Kim więc tak naprawdę jest pan Minetti? Ta figura emerytowanego klauna zdaje się archetypowym obrazem człowieka, którego artystyczną ambicję złamała tendencja społeczna do wymierzania samosądów. Jako były dyrektor teatru w Lubece, któremu z bliżej nieokreślonych powodów miasto wytoczyło proces i skazało na artystyczną banicję, Minetti spędza trzydzieści lat w „zapadłej dziurze” u siostry, codziennie powtarzając rolę króla Leara. Narzuca się skojarzenie z Ja, Feuerbach Tankreda Dorsta (sztuka Bernharda została jednak napisana trzynaście lat wcześniej). W obu przypadkach stary i sławny aktor staje w obliczu „autorytetu”, jakim jest (nieobecny) dyrektor teatru, dyktujący warunki. O ile jednak protagonista w Ja, Feuerbach znajduje się w sytuacji dość prawdopodobnej i rzeczywistej, o tyle w Minettim wszystko jest jakby dekoracyjne, sztuczne, a każda z postaci otaczających starego aktora wydaje się odtwarzać pewną rolę. Momentami można odnieść więc wrażenie, że wszystko dzieje się w głowie bohatera, co zresztą potwierdzają ledwie zauważalne niekonsekwencje i nieprawdopodobieństwa fabuły.
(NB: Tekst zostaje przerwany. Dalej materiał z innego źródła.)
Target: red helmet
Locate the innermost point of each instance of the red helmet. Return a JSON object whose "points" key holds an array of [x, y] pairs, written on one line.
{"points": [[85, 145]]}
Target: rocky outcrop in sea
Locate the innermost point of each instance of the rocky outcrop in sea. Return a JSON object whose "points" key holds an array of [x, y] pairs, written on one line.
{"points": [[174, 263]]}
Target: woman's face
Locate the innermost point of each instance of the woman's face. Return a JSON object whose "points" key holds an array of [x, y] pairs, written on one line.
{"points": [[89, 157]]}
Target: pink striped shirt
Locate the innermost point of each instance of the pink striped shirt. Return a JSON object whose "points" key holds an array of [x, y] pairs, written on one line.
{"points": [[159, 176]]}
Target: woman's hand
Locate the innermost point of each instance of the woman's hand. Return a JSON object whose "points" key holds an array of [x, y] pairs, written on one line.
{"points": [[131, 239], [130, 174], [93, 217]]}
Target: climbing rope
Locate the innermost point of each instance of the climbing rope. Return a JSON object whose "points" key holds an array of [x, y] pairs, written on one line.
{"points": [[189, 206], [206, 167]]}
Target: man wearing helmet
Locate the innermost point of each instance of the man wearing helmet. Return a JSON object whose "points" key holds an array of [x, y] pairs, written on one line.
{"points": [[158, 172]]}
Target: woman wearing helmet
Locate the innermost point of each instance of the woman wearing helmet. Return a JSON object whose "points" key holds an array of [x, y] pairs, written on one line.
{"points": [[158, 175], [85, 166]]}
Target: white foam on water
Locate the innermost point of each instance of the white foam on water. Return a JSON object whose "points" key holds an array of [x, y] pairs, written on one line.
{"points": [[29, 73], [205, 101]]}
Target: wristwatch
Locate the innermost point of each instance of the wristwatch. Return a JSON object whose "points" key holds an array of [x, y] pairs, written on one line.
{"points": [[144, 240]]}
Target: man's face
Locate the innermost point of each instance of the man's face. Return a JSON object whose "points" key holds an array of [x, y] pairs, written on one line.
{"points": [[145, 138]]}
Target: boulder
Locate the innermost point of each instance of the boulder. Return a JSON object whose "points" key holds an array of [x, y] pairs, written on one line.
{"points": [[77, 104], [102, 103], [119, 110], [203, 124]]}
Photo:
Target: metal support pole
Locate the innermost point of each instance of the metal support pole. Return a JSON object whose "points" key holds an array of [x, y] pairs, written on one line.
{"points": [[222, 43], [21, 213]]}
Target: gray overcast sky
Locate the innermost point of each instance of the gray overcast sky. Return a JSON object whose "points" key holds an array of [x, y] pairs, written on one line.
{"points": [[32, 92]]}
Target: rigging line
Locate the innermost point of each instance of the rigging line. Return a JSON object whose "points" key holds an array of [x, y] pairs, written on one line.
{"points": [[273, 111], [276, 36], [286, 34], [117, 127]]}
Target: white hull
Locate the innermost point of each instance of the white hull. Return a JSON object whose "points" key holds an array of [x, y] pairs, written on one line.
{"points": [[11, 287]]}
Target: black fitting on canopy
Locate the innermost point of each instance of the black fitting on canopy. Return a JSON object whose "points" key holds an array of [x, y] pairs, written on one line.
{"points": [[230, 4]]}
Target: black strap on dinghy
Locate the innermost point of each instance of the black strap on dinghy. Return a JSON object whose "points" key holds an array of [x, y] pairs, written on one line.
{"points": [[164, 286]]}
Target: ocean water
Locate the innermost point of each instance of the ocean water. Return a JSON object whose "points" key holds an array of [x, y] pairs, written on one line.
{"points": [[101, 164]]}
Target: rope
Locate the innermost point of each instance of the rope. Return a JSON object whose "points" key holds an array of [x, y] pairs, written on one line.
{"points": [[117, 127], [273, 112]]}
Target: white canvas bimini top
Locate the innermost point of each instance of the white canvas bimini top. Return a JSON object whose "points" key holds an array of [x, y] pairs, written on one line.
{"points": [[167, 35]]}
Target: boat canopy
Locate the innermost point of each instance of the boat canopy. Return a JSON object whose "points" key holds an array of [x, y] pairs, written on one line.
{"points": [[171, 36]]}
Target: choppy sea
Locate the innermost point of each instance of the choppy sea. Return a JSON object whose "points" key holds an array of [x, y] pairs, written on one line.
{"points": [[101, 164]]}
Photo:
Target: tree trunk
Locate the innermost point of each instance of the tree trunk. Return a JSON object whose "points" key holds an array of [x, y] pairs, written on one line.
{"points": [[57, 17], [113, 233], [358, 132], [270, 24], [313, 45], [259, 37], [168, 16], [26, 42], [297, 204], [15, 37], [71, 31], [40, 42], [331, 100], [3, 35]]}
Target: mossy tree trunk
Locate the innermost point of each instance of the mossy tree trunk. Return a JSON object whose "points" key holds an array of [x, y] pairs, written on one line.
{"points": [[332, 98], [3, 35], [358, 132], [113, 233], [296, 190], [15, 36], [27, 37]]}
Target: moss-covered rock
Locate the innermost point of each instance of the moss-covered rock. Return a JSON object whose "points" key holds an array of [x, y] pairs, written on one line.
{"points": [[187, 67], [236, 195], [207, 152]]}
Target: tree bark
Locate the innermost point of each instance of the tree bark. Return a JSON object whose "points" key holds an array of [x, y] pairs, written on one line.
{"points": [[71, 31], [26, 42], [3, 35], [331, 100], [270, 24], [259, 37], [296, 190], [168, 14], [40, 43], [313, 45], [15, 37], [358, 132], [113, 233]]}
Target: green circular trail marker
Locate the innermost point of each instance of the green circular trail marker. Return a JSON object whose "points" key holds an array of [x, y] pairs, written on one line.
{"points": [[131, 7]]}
Gra aktorów opiera się więc nie na autentyczności, ale na świadomym zafałszowywaniu jej – często pojawiający się motyw maski, przebrania wysiadających z windy ludzi, postaci Damy i Dziewczyny, będące jakby elementami snu. Dopełnieniem tej maskarady jest człowiek w czarnym płaszczu i masce psa, przemykający trzykrotnie w ciągu całego spektaklu z tyłu sceny, niczym złowieszczy zwiastun śmierci.
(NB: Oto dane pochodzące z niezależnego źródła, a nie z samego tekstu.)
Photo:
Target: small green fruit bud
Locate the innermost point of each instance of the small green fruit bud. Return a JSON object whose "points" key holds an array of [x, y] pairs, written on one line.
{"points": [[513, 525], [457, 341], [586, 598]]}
Trudno nie wynieść z tego przedstawienia poczucia gorzkiego smutku, i jest to poczucie raczej zasadne. Mimo groteskowości Minettiego, którego świat mieści się w jednej walizce, a imperatyw wspominania niekiedy śmieszy, jego postać kurczy się z każda minutą spektaklu, tak jak kurczy się stary człowiek, by w końcowej scenie zakryć twarz maską Leara i z premedytacją zademonstrować swoje odejście od świata.